Chapter 20 Repo, commit, diff, tag
20.1 Repos or repositories
Git is a version control system whose original purpose was to help groups of developers work collaboratively on big software projects. Git manages the evolution of a set of files – called a repository or repo – in a highly structured way. Historically, these files would have consisted of source code and the instructions for how to build an application from its source.
Git has been re-purposed by the data science community (Ram 2013; Bartlett 2016; Perez-Riverol et al. 2016). We use it to manage the motley collection of files that make up typical data analytical projects, which consist of data, figures, reports, and, yes, some source code.
For new or existing projects, we recommand that you:
- Dedicate a local directory or folder to it.
- Make it an RStudio Project. Optional but recommended; obviously only applies to projects involving R and users of RStudio.
- Make it a Git repository.
This setup happens once per project and can happen at project inception or at any later point. Chances are your existing projects each already live in a dedicated directory. Making such a directory an RStudio Project and Git repository boils down to allowing those applications to leave notes for themselves in hidden files or directories. The project is still a regular directory on your computer, that you can locate, name, move, and generally interact with as you wish. You don’t have to handle it with special gloves!

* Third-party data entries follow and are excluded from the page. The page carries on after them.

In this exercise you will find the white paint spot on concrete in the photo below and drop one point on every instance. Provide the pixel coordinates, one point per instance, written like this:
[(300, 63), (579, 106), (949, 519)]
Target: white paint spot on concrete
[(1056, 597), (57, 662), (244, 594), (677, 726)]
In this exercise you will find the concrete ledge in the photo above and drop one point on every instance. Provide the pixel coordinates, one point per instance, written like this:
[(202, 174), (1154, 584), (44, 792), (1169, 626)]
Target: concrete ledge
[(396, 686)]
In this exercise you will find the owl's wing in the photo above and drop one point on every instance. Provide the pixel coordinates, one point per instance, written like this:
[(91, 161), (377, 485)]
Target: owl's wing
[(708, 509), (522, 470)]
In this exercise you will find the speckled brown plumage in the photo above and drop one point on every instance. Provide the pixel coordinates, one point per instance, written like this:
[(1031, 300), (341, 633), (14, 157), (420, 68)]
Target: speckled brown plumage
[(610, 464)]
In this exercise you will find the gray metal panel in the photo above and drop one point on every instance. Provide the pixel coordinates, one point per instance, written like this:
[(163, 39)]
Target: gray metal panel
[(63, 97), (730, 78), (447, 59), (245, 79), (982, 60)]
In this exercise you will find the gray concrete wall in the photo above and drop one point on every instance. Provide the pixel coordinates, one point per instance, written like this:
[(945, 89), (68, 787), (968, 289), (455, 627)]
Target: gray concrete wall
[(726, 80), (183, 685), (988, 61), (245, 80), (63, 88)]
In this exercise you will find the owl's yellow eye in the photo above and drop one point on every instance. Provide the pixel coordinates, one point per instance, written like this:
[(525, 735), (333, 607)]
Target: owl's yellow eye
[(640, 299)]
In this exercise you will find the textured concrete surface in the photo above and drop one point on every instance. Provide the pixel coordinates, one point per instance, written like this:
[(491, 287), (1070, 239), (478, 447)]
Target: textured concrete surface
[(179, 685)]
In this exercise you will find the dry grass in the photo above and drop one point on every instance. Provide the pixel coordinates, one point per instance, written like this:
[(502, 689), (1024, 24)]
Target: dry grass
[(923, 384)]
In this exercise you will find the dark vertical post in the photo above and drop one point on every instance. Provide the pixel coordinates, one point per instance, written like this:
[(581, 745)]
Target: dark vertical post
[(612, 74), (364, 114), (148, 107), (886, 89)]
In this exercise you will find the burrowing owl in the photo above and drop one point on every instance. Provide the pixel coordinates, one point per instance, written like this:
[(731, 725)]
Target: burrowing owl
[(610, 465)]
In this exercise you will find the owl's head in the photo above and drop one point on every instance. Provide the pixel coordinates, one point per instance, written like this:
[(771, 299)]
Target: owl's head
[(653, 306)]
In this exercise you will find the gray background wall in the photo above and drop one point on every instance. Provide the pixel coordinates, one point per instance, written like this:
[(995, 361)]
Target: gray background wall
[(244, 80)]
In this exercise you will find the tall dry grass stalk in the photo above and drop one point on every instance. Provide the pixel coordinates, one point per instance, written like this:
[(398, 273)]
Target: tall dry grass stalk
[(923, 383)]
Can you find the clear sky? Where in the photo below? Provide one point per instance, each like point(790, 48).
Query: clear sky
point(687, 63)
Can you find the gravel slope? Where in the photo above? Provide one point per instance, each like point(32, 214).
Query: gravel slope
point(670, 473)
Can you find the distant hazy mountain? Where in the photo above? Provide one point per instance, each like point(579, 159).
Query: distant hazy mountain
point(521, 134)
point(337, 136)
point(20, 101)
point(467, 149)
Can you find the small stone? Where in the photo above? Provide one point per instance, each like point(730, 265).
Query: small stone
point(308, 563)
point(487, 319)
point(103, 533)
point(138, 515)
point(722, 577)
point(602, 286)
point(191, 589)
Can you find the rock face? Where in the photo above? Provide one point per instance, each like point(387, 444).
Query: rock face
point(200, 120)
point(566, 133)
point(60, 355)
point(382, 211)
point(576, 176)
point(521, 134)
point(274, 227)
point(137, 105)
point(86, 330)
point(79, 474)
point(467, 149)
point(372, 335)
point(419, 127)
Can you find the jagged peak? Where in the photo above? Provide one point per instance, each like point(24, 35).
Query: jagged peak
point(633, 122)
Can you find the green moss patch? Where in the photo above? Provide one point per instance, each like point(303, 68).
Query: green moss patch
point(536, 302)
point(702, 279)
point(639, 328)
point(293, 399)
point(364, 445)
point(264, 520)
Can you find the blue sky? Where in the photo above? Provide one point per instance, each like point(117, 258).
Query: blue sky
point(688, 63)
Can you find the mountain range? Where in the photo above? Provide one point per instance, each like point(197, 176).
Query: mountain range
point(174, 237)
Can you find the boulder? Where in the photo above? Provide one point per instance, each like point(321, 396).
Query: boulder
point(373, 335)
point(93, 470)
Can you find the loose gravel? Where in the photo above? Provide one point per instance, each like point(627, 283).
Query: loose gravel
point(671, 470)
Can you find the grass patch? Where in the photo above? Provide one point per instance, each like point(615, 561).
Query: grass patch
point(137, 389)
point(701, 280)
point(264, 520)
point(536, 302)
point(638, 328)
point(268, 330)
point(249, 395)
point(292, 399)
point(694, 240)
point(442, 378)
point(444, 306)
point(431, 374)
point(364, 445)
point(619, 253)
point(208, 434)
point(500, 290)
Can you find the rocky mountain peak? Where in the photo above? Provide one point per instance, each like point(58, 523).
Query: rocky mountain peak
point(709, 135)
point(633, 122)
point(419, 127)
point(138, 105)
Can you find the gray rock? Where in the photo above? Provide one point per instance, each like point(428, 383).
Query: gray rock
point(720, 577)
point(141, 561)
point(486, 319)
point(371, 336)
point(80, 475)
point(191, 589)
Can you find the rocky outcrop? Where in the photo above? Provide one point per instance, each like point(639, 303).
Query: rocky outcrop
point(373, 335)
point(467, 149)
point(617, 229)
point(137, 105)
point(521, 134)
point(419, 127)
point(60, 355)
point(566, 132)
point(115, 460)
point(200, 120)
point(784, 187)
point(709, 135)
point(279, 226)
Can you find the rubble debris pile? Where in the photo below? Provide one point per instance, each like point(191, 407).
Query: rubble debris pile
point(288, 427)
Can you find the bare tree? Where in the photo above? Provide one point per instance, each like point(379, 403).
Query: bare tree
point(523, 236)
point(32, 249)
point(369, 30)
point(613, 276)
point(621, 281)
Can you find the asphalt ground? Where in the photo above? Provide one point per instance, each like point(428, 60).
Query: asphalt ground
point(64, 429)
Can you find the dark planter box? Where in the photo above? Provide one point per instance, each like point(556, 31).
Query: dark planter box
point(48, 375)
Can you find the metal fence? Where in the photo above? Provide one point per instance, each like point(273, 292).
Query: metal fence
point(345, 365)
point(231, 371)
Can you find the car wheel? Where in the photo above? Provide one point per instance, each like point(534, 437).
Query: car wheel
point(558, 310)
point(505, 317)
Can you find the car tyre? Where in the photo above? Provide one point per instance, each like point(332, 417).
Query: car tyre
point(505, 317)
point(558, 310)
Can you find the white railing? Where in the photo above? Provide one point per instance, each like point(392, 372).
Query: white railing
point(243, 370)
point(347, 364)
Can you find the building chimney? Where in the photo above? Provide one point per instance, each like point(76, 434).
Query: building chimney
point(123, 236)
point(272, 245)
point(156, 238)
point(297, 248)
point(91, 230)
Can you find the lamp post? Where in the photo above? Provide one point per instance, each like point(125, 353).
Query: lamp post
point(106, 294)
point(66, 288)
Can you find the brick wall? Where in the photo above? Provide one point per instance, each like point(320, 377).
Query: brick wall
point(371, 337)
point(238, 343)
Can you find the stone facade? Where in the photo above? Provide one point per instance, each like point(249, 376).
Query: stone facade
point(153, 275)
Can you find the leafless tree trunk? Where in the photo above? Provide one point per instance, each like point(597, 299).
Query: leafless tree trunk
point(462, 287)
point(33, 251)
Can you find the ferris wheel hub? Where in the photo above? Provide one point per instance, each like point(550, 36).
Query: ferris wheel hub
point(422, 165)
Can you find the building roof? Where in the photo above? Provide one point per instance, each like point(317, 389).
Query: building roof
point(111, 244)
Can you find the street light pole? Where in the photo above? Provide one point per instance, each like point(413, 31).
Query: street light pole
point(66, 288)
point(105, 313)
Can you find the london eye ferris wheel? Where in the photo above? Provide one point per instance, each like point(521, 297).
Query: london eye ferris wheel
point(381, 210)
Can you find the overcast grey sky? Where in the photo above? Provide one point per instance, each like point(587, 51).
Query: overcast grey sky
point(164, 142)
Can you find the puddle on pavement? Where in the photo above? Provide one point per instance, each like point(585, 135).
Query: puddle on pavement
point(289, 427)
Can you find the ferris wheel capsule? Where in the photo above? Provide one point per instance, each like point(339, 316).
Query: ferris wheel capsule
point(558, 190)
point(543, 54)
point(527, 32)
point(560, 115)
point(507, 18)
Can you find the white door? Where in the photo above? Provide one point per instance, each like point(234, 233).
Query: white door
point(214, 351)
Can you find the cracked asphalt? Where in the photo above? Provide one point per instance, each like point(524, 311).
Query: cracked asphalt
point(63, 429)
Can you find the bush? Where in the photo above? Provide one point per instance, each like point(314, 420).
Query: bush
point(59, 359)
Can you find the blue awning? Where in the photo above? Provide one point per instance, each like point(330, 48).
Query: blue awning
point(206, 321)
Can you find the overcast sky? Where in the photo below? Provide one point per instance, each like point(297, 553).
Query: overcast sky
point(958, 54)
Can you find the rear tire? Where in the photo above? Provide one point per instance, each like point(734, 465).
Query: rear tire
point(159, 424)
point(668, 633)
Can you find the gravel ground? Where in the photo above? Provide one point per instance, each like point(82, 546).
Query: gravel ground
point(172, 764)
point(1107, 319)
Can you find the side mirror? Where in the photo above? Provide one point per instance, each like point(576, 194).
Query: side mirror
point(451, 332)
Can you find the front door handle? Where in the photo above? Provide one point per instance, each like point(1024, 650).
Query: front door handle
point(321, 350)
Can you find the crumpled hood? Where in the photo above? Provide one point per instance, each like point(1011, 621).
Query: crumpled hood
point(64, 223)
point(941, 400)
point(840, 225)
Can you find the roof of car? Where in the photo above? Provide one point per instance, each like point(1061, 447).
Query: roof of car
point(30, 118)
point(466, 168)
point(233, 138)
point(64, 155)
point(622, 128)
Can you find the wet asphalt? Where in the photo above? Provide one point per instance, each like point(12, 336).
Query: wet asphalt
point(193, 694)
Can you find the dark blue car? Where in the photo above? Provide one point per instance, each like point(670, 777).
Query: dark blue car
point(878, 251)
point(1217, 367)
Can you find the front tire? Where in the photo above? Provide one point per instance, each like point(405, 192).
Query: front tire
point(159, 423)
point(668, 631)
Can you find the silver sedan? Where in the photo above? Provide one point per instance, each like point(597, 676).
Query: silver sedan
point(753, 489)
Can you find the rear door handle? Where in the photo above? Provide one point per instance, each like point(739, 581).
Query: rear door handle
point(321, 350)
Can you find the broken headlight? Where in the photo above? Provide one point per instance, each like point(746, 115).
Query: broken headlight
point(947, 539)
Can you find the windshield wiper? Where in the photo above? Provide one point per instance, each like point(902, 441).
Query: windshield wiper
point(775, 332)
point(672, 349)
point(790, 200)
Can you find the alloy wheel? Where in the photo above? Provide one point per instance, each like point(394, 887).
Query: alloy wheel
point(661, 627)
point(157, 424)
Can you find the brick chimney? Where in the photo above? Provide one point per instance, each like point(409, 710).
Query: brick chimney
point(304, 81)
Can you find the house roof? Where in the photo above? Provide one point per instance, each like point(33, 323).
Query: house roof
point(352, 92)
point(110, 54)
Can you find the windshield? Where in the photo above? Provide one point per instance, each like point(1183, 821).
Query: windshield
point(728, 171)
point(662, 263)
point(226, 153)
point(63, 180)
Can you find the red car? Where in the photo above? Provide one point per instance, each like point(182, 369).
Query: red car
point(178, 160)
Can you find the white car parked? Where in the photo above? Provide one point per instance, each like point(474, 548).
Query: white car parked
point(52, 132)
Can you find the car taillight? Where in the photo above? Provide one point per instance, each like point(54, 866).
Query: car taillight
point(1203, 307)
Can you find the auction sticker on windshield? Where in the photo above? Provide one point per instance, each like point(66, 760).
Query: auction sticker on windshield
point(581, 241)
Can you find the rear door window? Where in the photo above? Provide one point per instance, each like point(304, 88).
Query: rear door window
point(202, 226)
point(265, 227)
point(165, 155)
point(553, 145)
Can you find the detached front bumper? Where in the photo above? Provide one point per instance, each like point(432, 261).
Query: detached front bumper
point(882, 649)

The daily workflow is probably not dramatically different from what you do currently. You work in the usual way, writing R scripts or authoring reports in LaTeX or R Markdown. But instead of only saving individual files, periodically you make a commit, which takes a snapshot of all the files in the entire project. If you have ever versioned a file by adding your initials or the date, you have effectively made a commit, albeit only for a single file. It is a version that is significant to you and that you might want to inspect or revert to later. Periodically, you push commits to GitHub. This is like sharing a document with colleagues on DropBox or sending it out as an email attachment. By pushing to GitHub, you make your work and all your accumulated progress accessible to others.
This is a moderate change to your normal, daily workflow. It feels weird at first, but quickly becomes second nature. In STAT 545 students are required to submit all coursework via GitHub, starting in week one. Most have never seen Git before and do not identify as programmers. It is a major topic in class and office hours for the first two weeks. Then we practically never discuss it again.